How App Funding Works
App funding is used to pay for the development and growth of a new app. In the startup phase, app funding is needed to pay for the programming and development of the app itself. Once the app is created and established, app funding is used to take the app to market and scale its user base.
The amount needed for startup app funding varies based on the complexity of the app to be developed. Many app developers lean towards crowdfunding sources in this phase. However, there are other app funding options available, such as the use of personal retirement funds, personal loans, and seeking angel investors.
As the popularity of an app grows, additional funding is needed to update the app so that it can grow and scale in the market. With an established business, it’s often easier to find funding options and business loans through the SBA, and online lenders become more viable. Additionally, for rapidly scaling apps, revenue-based financing and venture capital may also be appealing.
Potential financing options for your mobile app include:
Rollover for Business Startups: Best for Startup Business Owners With Retirement Savings
Business owners who have existing retirement savings of $50,000 or more to invest in their app may be interested in a rollover for business startups (ROBS). A ROBS allows you to utilize your retirement savings without paying any taxes or penalties for early withdrawal on the funds used from your retirement account. If you have an eligible retirement account you are willing to use to fund your app, you may want to contact a ROBS provider.
Personal Loans for Business: Best for Business Owners With Solid Personal Credit
With a startup app, it can sometimes be challenging to get a business loan, in which case a personal loan for business might be your best option. You may find it difficult to qualify for a small business loan, especially if your startup app isn’t generating annual revenues yet.

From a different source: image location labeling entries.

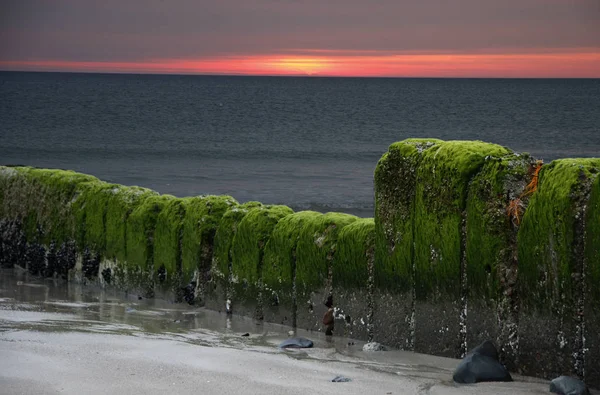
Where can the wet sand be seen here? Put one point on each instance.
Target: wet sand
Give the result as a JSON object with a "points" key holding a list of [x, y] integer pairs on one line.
{"points": [[58, 338]]}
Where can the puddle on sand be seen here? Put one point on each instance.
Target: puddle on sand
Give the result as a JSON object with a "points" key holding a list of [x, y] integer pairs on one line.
{"points": [[46, 305]]}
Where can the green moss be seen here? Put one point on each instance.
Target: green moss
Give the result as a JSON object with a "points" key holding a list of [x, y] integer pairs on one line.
{"points": [[41, 198], [90, 213], [548, 232], [167, 239], [252, 235], [317, 243], [279, 263], [491, 241], [440, 198], [395, 184], [225, 234], [141, 225], [355, 246], [592, 245], [121, 202], [202, 218]]}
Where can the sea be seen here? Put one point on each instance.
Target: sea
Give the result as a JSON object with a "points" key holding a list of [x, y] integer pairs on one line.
{"points": [[310, 143]]}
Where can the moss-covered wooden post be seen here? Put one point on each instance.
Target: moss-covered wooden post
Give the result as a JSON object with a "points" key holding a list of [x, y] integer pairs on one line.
{"points": [[591, 307], [440, 224], [352, 278], [221, 263], [279, 268], [141, 225], [315, 252], [202, 218], [168, 234], [393, 271], [556, 243], [247, 252], [491, 251], [121, 203]]}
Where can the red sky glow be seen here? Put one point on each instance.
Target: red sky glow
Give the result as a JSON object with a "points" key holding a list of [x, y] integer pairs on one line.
{"points": [[351, 38]]}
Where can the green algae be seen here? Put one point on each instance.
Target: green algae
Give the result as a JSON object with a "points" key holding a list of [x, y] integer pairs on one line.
{"points": [[167, 240], [549, 237], [490, 236], [141, 225], [317, 243], [280, 252], [440, 200], [225, 234], [395, 185], [592, 245], [121, 202], [355, 247], [251, 238], [41, 199], [203, 216]]}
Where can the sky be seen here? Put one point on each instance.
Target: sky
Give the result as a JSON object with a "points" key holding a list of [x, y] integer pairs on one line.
{"points": [[374, 38]]}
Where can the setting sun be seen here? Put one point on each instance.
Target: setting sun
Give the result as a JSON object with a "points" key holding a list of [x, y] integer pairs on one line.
{"points": [[301, 65]]}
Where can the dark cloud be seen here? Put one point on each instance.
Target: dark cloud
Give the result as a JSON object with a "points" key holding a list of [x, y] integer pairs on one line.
{"points": [[137, 30]]}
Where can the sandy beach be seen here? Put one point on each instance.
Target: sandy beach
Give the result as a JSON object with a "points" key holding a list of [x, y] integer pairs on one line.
{"points": [[57, 338]]}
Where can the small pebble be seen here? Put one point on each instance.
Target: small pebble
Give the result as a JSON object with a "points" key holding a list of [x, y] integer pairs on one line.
{"points": [[340, 379], [373, 346]]}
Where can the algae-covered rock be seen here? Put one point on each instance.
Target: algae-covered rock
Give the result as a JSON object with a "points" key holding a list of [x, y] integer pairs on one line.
{"points": [[352, 277], [167, 244], [592, 279], [247, 252], [279, 265], [441, 191], [395, 186], [39, 220], [491, 250], [221, 261], [553, 236], [141, 225], [203, 216], [90, 214], [315, 251], [393, 274]]}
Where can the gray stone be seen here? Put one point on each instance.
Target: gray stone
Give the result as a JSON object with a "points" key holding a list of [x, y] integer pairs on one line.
{"points": [[480, 365], [296, 342], [340, 379], [566, 385], [374, 346]]}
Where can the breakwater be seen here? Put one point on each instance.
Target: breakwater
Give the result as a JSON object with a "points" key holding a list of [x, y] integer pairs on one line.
{"points": [[469, 241]]}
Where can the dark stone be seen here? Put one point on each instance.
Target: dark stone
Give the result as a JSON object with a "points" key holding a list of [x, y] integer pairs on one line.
{"points": [[480, 365], [340, 379], [66, 257], [566, 385], [296, 342], [91, 264], [35, 258], [52, 261], [107, 275], [161, 273], [189, 293], [12, 244]]}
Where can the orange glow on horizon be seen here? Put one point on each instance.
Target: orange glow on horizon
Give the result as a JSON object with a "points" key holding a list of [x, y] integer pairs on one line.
{"points": [[584, 63]]}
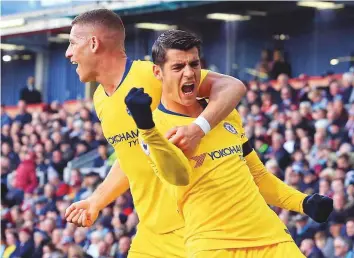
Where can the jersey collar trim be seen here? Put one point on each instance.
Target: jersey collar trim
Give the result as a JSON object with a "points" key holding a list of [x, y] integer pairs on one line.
{"points": [[162, 108], [128, 65]]}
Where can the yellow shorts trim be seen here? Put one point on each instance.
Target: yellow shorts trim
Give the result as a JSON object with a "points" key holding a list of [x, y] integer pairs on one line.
{"points": [[148, 244], [281, 250]]}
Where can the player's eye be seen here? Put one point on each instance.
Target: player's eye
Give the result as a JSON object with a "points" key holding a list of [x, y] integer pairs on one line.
{"points": [[195, 64], [177, 67]]}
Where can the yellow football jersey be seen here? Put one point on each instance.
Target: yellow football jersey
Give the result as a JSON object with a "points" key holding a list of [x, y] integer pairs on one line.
{"points": [[155, 207], [222, 206]]}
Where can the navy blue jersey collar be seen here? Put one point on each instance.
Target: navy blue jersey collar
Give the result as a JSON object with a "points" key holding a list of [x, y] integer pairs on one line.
{"points": [[128, 65], [162, 108]]}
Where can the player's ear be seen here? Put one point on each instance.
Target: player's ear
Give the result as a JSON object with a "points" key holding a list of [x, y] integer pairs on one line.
{"points": [[94, 44], [157, 72]]}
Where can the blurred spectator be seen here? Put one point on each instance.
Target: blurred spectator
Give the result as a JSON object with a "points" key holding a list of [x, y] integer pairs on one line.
{"points": [[25, 247], [324, 243], [263, 67], [103, 156], [111, 241], [124, 245], [5, 118], [302, 229], [279, 65], [309, 249], [11, 242], [6, 151], [341, 247], [307, 142], [23, 116], [348, 85], [278, 152], [93, 249], [29, 93], [26, 179], [57, 163]]}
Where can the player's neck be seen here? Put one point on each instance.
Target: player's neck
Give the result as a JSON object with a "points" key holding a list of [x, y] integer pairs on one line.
{"points": [[111, 72], [193, 110]]}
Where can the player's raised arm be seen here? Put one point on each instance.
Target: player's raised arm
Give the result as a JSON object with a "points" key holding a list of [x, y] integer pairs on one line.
{"points": [[168, 162], [85, 212], [224, 92]]}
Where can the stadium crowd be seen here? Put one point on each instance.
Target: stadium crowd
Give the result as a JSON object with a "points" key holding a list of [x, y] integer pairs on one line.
{"points": [[303, 134]]}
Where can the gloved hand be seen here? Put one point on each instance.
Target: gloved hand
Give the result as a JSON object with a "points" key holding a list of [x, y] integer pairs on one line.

Some of the best personal loans for business are easy to apply for and provide fast funding of up to $100,000. To be eligible, borrowers will need to have a credit score of at least 660 and a steady income source.
Crowdfunding: Best for Businesses Offering Investor Rewards
Many app developers prefer crowdfunding as a source of financing for their startup apps. With crowdfunding, many individuals contribute small amounts of money to collaboratively fund your business. This is often facilitated through a crowdfunding site. Crowdfunding donors are often given something in return for their donation, whether it be equity, a promise to repay, or a reward.

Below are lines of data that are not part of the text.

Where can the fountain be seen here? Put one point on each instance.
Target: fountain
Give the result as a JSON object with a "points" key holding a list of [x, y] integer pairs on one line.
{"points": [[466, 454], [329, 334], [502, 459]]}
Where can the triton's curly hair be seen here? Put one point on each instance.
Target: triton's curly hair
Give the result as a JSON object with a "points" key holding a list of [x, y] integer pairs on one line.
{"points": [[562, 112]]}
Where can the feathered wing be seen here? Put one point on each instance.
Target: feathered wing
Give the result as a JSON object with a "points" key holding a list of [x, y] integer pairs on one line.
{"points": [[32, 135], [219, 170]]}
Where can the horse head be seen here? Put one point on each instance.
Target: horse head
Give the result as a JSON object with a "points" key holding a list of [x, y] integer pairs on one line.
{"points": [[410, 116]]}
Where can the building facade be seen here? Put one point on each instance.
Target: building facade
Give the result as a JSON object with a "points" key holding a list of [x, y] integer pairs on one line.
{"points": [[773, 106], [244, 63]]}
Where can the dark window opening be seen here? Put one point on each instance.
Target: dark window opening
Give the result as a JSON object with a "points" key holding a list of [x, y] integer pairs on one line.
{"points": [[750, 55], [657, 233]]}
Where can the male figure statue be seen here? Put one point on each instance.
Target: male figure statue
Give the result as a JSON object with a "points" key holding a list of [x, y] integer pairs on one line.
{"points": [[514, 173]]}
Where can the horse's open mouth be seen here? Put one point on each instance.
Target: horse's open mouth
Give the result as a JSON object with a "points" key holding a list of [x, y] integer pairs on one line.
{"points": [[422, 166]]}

Angel Investors: Best for Apps With Potential to Scale Quickly
While your app is still in the startup stage and seeking funding opportunities, you may want to consider seeking out one or more angel investors. Angel investors are individual investors who provide funding in exchange for an equity stake (partial ownership) in your business. Because angel investors are fronting their own personal money, they will want to be confident in your ability to succeed as a business owner, as well as in the potential success of your app.
SBA Loans: Best for Established Businesses
Small Business Administration (SBA) loans are a good choice for app funding for growth because they offer fixed monthly payments and longer repayment terms than online business loans. SBA loans can be used for working capital, to purchase inventory and supplies, to finance fixtures and equipment, or to purchase real estate. As your business grows and scales, an SBA 7(a) loan can provide a low-cost financing option. SBA loans typically require a minimum of two years of business operations and annual revenues of $30,000 or more.
Revenue-based Financing: Best for Businesses With a Steady Revenue Stream
Revenue-based financing is a type of small business financing in which your monthly payment increases and decreases based on your revenues. This type of financing often works well for businesses that sell software as a service, which makes it a great fit for those in the app business. Your payments would be tied to the monthly financial performance of your app, and as such would rise and fall depending on how your app is currently performing.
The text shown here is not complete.